A person, place, thing or event; about which we want to store data, in the database. (a car or a customer are both entities)



A characteristic of an entity that we want to record or later retrieve; a fact about an entity. (the colour of a car or a customer’s name are attributes)


Master table and Detail table

The relationship between tables is like a ‘master and slave’ relationship. The master controls the detail.


Primary Key

Unique Identifier for the primary COLUMN in the table - and the data item that uniquely identifies each record.

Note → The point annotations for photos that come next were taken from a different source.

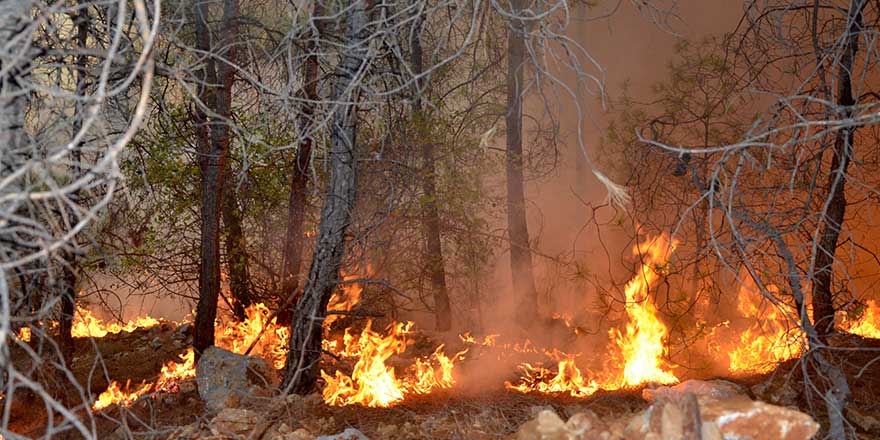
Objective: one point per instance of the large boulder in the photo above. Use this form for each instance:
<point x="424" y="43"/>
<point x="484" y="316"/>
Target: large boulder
<point x="226" y="379"/>
<point x="679" y="416"/>
<point x="745" y="419"/>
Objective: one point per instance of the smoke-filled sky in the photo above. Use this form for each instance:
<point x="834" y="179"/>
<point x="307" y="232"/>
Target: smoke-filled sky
<point x="634" y="50"/>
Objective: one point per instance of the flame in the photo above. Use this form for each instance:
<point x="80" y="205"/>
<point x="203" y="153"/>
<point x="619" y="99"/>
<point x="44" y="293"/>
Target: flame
<point x="868" y="324"/>
<point x="344" y="302"/>
<point x="172" y="373"/>
<point x="24" y="334"/>
<point x="769" y="340"/>
<point x="642" y="345"/>
<point x="85" y="325"/>
<point x="237" y="337"/>
<point x="568" y="379"/>
<point x="376" y="384"/>
<point x="115" y="395"/>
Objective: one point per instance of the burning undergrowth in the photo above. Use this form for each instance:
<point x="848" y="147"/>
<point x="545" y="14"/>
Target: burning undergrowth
<point x="382" y="363"/>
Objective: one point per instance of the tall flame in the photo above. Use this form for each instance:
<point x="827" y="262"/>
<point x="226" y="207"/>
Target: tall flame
<point x="641" y="344"/>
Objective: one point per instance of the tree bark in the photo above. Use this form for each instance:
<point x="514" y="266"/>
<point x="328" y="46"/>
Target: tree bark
<point x="431" y="215"/>
<point x="236" y="250"/>
<point x="301" y="366"/>
<point x="823" y="297"/>
<point x="213" y="140"/>
<point x="517" y="228"/>
<point x="299" y="177"/>
<point x="70" y="270"/>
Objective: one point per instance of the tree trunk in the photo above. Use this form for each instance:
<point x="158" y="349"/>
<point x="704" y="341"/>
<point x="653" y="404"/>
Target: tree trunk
<point x="236" y="250"/>
<point x="301" y="366"/>
<point x="213" y="140"/>
<point x="431" y="215"/>
<point x="71" y="266"/>
<point x="517" y="228"/>
<point x="823" y="297"/>
<point x="299" y="177"/>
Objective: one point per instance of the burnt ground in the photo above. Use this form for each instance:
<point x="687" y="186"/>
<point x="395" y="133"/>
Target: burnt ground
<point x="139" y="355"/>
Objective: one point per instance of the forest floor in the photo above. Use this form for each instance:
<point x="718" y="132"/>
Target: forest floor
<point x="138" y="357"/>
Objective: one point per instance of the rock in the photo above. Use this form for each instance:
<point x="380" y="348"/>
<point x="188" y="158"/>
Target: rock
<point x="549" y="426"/>
<point x="867" y="423"/>
<point x="187" y="386"/>
<point x="744" y="419"/>
<point x="225" y="379"/>
<point x="715" y="389"/>
<point x="348" y="434"/>
<point x="233" y="422"/>
<point x="187" y="432"/>
<point x="183" y="331"/>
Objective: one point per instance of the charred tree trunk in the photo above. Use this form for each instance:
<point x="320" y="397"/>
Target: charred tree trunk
<point x="823" y="297"/>
<point x="431" y="215"/>
<point x="71" y="267"/>
<point x="301" y="366"/>
<point x="213" y="140"/>
<point x="236" y="251"/>
<point x="299" y="177"/>
<point x="517" y="228"/>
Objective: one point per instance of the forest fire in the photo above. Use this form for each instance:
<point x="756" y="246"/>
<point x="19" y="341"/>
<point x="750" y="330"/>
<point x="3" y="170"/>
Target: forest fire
<point x="567" y="380"/>
<point x="642" y="345"/>
<point x="374" y="383"/>
<point x="85" y="324"/>
<point x="377" y="379"/>
<point x="172" y="373"/>
<point x="868" y="324"/>
<point x="769" y="340"/>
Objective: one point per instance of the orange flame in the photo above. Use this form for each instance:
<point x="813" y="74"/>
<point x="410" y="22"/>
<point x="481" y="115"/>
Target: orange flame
<point x="769" y="340"/>
<point x="642" y="343"/>
<point x="237" y="337"/>
<point x="568" y="379"/>
<point x="85" y="324"/>
<point x="868" y="324"/>
<point x="376" y="384"/>
<point x="24" y="334"/>
<point x="115" y="395"/>
<point x="172" y="373"/>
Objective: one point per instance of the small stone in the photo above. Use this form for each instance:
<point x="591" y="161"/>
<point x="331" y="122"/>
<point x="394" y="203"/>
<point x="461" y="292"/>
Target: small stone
<point x="187" y="386"/>
<point x="225" y="379"/>
<point x="743" y="418"/>
<point x="348" y="434"/>
<point x="233" y="422"/>
<point x="867" y="423"/>
<point x="715" y="389"/>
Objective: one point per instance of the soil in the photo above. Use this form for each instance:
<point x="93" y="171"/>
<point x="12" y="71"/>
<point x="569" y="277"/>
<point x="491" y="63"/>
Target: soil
<point x="138" y="356"/>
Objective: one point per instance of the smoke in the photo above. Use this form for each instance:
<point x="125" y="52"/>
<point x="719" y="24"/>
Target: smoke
<point x="581" y="257"/>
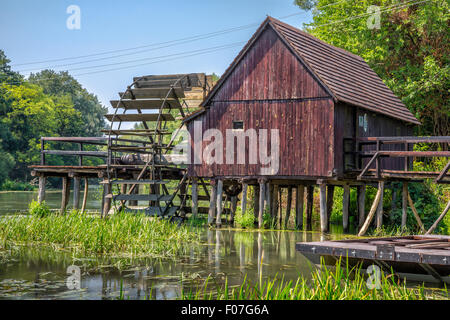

     Use integers to save memory & increase speed

     Can be “composite” or “compound” Key (means made of multiple parts [or multiple keys])


Foreign Key

A key from a detail table that is used to create the linking relationship between the primary key in the master table or another record in another table. It has the same name and properties as the primary key from which it was copied.


Data Integrity

Refers to the validity, accuracy & consistency of the data in a database; the problem of data integrity involves potential inconsistencies, arising during updates or simultaneous users accessing a shared file.


DBMS Data Base Management System

A collection of programs that enables you to store, modify, and extract information from a database.

Technically DBMSs can differ widely. The terms relational, network, flat, and hierarchical refer to the way a DBMS organizes data internally. The internal organization affects how quickly and flexibly data can be extracted. Requests for information from a database to retrieve data are made in the form of a query. Most DBMSs include a report writer program that enable data output in the form of a report and a graphics component that enables graphs and charts output.


Referential Integrity

Referential Integrity is a feature provided by Relational Database Management System (RDBMS) that prevents users or applications from entering inconsistent data. Most RDBMS have various referential integrity rules that are automatically applied when you create a relationship between two tables.

For example, suppose Table.Car has a foreign key that links to a field in Table.Rental. Referential integrity would prevent you from adding a record to Table.Car that cannot be linked to Table.Rental.

Also closely related to the referential integrity rules; are the Cascade Update and Cascade Delete rules.



One to Many relationships – are abbreviated to 1:M - e.g. one customer makes many rentals.

Many to One relationships - are abbreviated to M:1 - e.g. one car has many customers who drive it.

Many to Many relationships - are abbreviated to M:M.

Cascade Update

Whenever you modify or update the value of a linked field in Table.Rental, all records in Table.Car that are linked to it, will also be updated. This is a cascading update - the updates 'cascade' down from the master table to all the detail tables.


Cascade Delete

Whenever you delete a record from Table.Rental, any records in Table.Car that are linked to the deleted Rental record, will also be deleted. This is a cascading delete - the deletions 'cascade' down from the master table to all the detail tables.


Functional Dependency

An attribute (customer address) of an entity (customer) is FUNCTIONALLY DEPENDANT on another attribute (customer name) ONLY if each occurrence of the first attribute (customer name) has associated with it only ONE occurrence of the second attribute (customer address). A customer will only supply one billing address to the Car Hire Company.


Commit & Rollback

A standard mechanism for ensuring completion of a set of transactions involves; commit (like a Save) and rollback (rolls the data back to the previous, ‘good’ save).

Very often during data processing; transactions are grouped together. Transfer of funds using a debit card from the Car Hire Customer’s bank account to The Car Hire Company bank account is an example; where the transaction process must ensure that BOTH steps are satisfactorily completed.

In using commit and rollback, a set of transactions must be identified as belonging to a single group. Then, when the entire group of transactions is completed satisfactorily, a commit statement is issued to make sure that all changes are stored on the database server. If an error prevents completion, a rollback command is issued that undoes all the transactions in the set so far completed, returning the database to its original, pre-change state.